A new report has revealed that organic livestock farmers certified by the Soil Association (SA) have much lower antibiotic use than average levels, achieved primarily through good husbandry.

The report, Antibiotics use in Organic Farming; Lowering Use Through Good Husbandry, commissioned by the Alliance to Save Our Antibiotics shows that overall use per livestock unit by SA-certified organic farmers was four times lower than the national average found in national monitoring of UK livestock farming.

The survey found that organic dairy farms used less than half the national average, beef farms less than a third and sheep farms less than a fifth. In pig and poultry farms, antibiotic use was 75 times lower than the national average and for chicken farms its five times lower.

Organic farmers are showing what is possible when good husbandry and responsible antibiotic use are combined

“British farmers have voluntarily cut their antibiotic use by nearly 50% in the last five years, which is very welcome, but these findings show that much lower use could still be achieved,” says Cóilín Nunan of the Alliance. “Organic farming has stricter rules on antibiotics which do not permit routine use or preventative mass medication. If the government is serious about tackling the antibiotic-resistance crisis, it should immediately move to end these practices on all British livestock farms.”
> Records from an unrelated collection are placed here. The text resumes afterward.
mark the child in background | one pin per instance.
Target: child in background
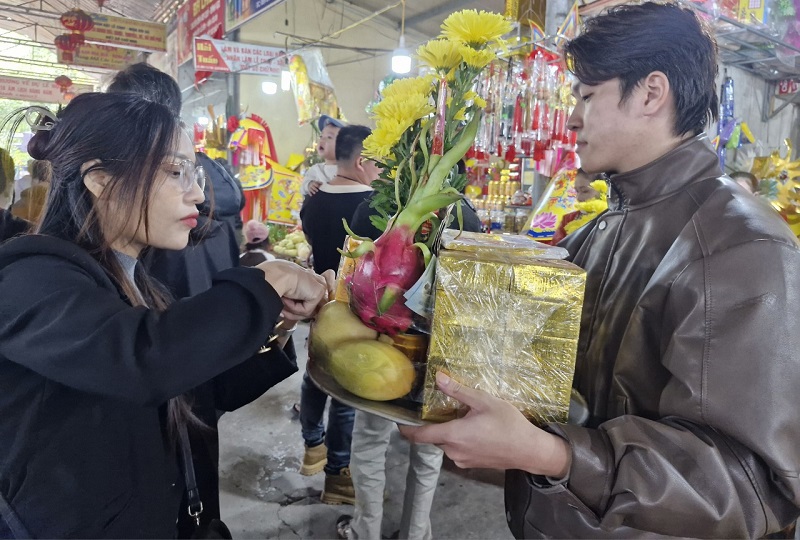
(255, 252)
(590, 202)
(322, 173)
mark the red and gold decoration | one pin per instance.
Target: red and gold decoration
(63, 83)
(272, 191)
(78, 22)
(66, 42)
(779, 183)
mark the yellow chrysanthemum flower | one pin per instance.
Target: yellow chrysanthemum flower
(477, 58)
(412, 85)
(475, 28)
(383, 138)
(403, 110)
(476, 99)
(440, 54)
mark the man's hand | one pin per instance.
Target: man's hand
(302, 291)
(492, 435)
(313, 187)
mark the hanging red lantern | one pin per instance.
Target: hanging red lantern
(77, 39)
(77, 20)
(63, 83)
(65, 43)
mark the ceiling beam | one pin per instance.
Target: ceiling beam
(24, 10)
(448, 6)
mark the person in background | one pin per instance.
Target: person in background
(212, 248)
(256, 246)
(371, 436)
(688, 363)
(590, 197)
(95, 359)
(7, 172)
(322, 173)
(11, 226)
(747, 180)
(322, 217)
(31, 202)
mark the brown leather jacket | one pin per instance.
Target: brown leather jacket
(688, 358)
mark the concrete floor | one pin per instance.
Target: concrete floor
(263, 495)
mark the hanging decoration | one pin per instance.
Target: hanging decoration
(272, 191)
(779, 183)
(63, 83)
(78, 22)
(65, 43)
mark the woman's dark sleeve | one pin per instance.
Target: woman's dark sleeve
(57, 321)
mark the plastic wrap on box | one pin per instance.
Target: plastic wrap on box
(506, 320)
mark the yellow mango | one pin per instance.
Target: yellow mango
(372, 369)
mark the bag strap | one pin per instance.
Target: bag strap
(9, 520)
(195, 506)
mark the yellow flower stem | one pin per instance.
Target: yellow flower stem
(449, 160)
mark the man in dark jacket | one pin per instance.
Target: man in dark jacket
(688, 348)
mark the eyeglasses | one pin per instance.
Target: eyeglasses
(187, 174)
(184, 173)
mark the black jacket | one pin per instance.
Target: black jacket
(211, 249)
(11, 226)
(225, 191)
(83, 382)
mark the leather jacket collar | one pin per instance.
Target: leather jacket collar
(664, 176)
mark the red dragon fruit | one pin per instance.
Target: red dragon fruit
(387, 268)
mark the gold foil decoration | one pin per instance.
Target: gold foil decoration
(347, 265)
(506, 320)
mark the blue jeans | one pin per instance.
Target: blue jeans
(340, 425)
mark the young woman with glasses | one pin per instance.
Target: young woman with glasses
(94, 359)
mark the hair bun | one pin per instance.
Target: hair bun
(37, 146)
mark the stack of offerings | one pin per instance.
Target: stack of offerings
(506, 318)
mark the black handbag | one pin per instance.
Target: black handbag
(215, 528)
(10, 525)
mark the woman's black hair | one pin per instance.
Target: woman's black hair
(150, 83)
(129, 137)
(350, 142)
(631, 41)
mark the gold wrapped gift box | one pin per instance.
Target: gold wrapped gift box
(506, 320)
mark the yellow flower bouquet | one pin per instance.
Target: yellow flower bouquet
(424, 126)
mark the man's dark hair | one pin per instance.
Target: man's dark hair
(632, 41)
(350, 142)
(150, 83)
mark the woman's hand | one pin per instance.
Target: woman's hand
(302, 291)
(492, 435)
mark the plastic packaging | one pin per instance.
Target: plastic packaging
(506, 320)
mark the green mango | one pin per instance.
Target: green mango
(372, 369)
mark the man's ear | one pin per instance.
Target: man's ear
(656, 93)
(96, 179)
(359, 163)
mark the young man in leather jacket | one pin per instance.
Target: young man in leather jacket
(688, 347)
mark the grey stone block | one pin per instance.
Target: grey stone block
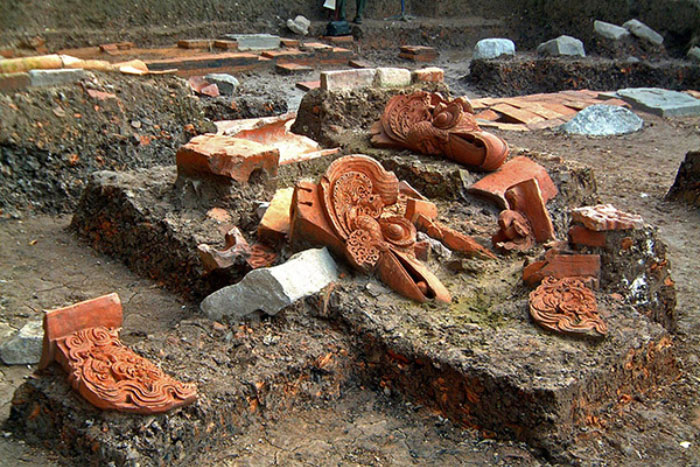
(226, 83)
(392, 77)
(643, 31)
(603, 120)
(694, 54)
(25, 347)
(255, 41)
(661, 101)
(272, 289)
(562, 45)
(56, 77)
(610, 31)
(299, 25)
(492, 48)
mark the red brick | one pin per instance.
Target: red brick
(221, 155)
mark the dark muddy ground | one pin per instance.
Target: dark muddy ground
(368, 425)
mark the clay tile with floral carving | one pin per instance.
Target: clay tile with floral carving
(602, 217)
(352, 211)
(427, 123)
(566, 306)
(84, 339)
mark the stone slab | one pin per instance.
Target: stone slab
(661, 101)
(41, 78)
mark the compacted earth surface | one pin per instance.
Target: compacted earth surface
(359, 420)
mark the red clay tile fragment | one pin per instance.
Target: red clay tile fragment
(494, 186)
(83, 338)
(526, 198)
(514, 234)
(453, 239)
(566, 306)
(580, 235)
(349, 212)
(236, 251)
(274, 226)
(221, 155)
(561, 266)
(427, 123)
(604, 217)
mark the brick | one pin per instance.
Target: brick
(561, 266)
(392, 78)
(274, 226)
(56, 77)
(357, 63)
(494, 186)
(343, 80)
(10, 82)
(291, 68)
(429, 75)
(225, 156)
(308, 85)
(226, 44)
(516, 115)
(581, 236)
(194, 43)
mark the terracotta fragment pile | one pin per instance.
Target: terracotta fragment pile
(429, 124)
(84, 339)
(355, 211)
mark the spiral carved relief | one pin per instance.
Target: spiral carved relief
(566, 306)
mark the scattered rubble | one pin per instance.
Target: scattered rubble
(302, 275)
(603, 120)
(24, 348)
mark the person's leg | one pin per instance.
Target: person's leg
(340, 7)
(360, 10)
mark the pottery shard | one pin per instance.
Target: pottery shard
(274, 226)
(83, 338)
(560, 266)
(526, 198)
(235, 158)
(516, 170)
(603, 217)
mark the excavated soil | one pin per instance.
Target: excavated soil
(321, 409)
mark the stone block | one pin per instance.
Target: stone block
(10, 82)
(661, 101)
(603, 120)
(221, 155)
(609, 30)
(562, 46)
(493, 48)
(644, 32)
(25, 347)
(392, 78)
(344, 80)
(226, 83)
(56, 77)
(272, 289)
(255, 41)
(274, 225)
(428, 75)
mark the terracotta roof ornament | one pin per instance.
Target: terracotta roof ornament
(427, 123)
(84, 339)
(566, 306)
(353, 212)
Adds Kate Still of the Soil Association: “This study shows that most Soil Association-certified farmers already have very low antibiotic use because they are implementing organic principles which aim for high animal health and welfare. Organic farmers are showing what is possible when good husbandry and responsible antibiotic use are combined. As we gather more data in years to come, we hope to drive antibiotic use even lower.”

The Alliance is calling for high husbandry standards used in organic farming to be recognized as a solution for reducing antibiotic use and wants to see higher health and welfare standards for all British livestock.